Coupled flexural-torsional nonlinear vibrations of microcantilever beams

Abstract

In this paper the problem of coupled flexural-torsional nonlinear vibrations of a piezoelectrically-actuated microcantilever beam is investigated considering beam's simultaneous flexural, torsional and longitudinal vibrations. Application of such problem is utilized in several nanotechnological instruments such as atomic force microscopy, nanomechanical cantilever sensors and friction force microscopy. The actuation and sensing are both facilitated through bonding a piezoelectric layer (here, ZnO) on the microcantilever surface. The piezoelectric properties combined with nonlinear geometry of the beam introduce both linear and nonlinear coupling between flexural vibration as well as longitudinal and torsional vibrations. The governing equations of motion are obtained with piezoelectric nonlinearity appearing in quadratic form while inertia and stiffness nonlinearities as cubic.

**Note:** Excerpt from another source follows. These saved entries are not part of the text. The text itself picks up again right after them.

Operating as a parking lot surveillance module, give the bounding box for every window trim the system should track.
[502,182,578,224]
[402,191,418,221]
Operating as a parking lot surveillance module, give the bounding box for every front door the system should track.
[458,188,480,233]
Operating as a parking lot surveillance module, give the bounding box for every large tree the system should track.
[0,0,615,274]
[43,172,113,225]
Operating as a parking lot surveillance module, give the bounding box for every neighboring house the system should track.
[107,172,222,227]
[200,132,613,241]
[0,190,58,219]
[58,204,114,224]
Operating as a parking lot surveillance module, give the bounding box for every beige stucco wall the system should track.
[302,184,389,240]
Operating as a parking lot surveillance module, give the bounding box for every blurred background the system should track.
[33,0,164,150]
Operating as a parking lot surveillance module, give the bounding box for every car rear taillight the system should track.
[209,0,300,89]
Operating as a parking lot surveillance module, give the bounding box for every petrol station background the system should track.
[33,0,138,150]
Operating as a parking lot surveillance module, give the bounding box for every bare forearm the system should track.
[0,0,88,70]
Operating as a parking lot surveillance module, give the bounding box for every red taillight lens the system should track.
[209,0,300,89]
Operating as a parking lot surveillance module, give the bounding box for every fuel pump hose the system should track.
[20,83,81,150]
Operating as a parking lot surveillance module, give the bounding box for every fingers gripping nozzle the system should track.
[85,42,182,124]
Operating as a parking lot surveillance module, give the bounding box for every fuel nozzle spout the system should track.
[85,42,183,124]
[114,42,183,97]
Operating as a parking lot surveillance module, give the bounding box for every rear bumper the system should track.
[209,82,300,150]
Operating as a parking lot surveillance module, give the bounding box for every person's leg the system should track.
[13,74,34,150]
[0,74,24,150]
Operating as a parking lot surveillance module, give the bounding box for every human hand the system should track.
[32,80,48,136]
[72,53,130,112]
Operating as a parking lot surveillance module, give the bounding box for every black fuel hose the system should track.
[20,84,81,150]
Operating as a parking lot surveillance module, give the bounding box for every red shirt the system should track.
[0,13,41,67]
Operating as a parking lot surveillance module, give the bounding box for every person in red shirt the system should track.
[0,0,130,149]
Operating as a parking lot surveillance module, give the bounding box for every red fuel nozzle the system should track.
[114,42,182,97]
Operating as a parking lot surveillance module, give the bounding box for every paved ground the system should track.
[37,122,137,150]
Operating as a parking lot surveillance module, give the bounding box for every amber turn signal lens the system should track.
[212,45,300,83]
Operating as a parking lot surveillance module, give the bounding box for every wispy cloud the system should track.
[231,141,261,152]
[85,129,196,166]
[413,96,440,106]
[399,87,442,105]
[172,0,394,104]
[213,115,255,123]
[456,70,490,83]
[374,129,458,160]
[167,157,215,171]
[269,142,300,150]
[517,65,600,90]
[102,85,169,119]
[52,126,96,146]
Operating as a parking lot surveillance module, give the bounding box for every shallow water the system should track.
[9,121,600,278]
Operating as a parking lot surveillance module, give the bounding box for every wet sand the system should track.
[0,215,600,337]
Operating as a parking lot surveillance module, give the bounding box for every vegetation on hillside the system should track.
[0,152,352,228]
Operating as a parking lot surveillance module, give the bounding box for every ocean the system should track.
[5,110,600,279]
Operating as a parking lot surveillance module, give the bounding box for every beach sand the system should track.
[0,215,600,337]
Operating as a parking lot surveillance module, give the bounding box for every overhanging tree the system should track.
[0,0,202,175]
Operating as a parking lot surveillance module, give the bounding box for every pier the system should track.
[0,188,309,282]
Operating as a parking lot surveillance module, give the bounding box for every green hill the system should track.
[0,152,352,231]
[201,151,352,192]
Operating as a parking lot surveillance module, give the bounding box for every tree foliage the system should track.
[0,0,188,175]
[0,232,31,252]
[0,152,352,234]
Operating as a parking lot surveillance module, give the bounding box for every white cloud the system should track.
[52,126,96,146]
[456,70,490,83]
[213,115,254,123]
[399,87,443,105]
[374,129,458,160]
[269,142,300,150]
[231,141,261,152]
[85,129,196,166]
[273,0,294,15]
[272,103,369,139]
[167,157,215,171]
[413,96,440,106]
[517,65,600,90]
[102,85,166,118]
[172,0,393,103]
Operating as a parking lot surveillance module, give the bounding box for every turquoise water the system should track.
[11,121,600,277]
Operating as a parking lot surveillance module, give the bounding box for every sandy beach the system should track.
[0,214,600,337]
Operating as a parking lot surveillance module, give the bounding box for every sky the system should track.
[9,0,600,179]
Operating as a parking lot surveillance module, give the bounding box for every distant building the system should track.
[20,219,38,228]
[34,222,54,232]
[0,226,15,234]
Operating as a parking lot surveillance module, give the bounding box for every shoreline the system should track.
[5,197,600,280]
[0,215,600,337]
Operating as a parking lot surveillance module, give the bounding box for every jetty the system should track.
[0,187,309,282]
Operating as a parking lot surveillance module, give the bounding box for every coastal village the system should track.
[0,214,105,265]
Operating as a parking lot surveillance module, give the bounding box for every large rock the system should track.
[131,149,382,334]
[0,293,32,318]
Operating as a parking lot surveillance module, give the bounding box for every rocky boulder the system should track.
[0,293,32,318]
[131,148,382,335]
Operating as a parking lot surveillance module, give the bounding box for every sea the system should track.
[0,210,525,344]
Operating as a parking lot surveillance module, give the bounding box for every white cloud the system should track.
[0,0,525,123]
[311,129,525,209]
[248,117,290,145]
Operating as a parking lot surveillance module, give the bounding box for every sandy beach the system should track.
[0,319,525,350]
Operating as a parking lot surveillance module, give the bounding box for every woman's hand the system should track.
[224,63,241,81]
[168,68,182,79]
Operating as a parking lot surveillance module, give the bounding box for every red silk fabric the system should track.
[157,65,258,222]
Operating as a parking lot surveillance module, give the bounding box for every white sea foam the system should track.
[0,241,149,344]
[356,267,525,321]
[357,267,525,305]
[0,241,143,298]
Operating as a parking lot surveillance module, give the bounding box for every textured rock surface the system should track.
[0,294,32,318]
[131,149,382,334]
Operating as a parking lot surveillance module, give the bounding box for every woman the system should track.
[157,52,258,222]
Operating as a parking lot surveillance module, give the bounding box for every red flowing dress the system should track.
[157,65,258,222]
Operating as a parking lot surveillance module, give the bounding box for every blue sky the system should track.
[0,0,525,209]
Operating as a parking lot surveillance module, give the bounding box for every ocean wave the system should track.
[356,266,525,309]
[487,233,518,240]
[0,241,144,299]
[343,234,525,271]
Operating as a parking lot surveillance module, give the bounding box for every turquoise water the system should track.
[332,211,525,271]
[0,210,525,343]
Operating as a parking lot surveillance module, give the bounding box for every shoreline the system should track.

An experimental setup consisting of a commercial piezoelectric microcantilever installed on the stand of an ultramodern laser-based microsystem analyzer is designed and utilized to verify the theoretical developments. First and second flexural natural frequencies are both experimentally and numerically obtained and are shown to be in good agreement. Both linear and nonlinear simulation results are compared with experimental results and it is observed that nonlinear modeling response matches the experimental findings very closely.